Different materials can absorb, reflect, scatter, or even bend light. A lens is simply a curved piece of glass that takes the beams of light bouncing off an object and redirects them to a focal point, forming an image that looks exactly like the object in front of the lens. Because light travels faster through air than it does through glass, the lens slows it down.
When light enters a piece of glass at an angle, one part of the wave will reach the glass before another and will start slowing down first. Depending on the angle at which it enters, it bends in one particular direction. It bends again when it exits the glass, as parts of the light wave enter the air and speed up before other parts. This is called refraction.

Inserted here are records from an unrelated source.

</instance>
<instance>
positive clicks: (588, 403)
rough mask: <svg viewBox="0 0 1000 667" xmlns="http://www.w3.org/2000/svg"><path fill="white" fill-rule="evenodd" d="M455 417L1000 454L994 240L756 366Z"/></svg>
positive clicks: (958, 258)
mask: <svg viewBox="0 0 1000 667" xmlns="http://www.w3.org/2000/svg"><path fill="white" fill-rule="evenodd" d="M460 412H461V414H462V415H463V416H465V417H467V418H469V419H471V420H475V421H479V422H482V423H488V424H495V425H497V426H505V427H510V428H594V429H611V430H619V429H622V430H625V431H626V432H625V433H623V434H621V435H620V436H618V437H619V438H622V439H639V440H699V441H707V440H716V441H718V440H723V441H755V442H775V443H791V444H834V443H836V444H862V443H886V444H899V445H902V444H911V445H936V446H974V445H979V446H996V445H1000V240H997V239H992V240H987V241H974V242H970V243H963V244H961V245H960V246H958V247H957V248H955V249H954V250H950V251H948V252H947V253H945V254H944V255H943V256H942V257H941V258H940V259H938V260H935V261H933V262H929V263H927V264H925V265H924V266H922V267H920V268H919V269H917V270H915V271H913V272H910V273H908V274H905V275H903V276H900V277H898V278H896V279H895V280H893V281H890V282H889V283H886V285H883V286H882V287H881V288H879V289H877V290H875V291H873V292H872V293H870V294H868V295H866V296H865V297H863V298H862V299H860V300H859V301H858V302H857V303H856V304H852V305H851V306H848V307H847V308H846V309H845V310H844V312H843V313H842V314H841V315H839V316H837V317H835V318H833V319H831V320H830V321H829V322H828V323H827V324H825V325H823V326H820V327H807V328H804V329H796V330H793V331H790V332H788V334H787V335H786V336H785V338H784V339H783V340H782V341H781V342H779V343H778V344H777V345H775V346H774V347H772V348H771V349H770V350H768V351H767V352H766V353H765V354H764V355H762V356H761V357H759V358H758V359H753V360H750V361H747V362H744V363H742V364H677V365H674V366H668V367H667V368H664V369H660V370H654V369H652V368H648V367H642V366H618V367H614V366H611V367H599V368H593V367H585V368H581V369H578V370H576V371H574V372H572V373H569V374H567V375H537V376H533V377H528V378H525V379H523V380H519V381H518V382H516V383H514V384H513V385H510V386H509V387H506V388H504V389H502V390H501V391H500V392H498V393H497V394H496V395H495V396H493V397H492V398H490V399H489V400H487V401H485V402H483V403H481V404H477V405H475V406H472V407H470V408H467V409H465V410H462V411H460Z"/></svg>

In a concave lens, one or both sides of the glass curves inward, causing light to spread out, like a wave. In a convex lens, one or both sides of the glass curves out, so that rays of light passing through will bend toward the center of the lens to focus it to a single point.
In a microscope, a concave lens gathers light from the specimen. Because the sample is small and nearby, very little light is needed for the task, so the concave lens is small and curved, giving it a shorter focal length on either side. This brings the specimen into focus at a short distance with the microscope's tube. The image is then magnified by a second, convex lens as it is brought to the eye. The tube holds the eyepiece at the proper distance from the objective lens and blocks out stray light. And of course, some sort of light source is needed to illuminate the specimen.
Build your own microscope!
All you need are two magnifying glasses and a sheet of printed paper. Hold one magnifying glass a short distance above the paper so that the print looks a bit larger. Then place the second magnifying glass between your eye and the first magnifying glass. Move the second glass up or down until the print comes into sharp focus. It will appear even larger than it does using just one magnifying glass.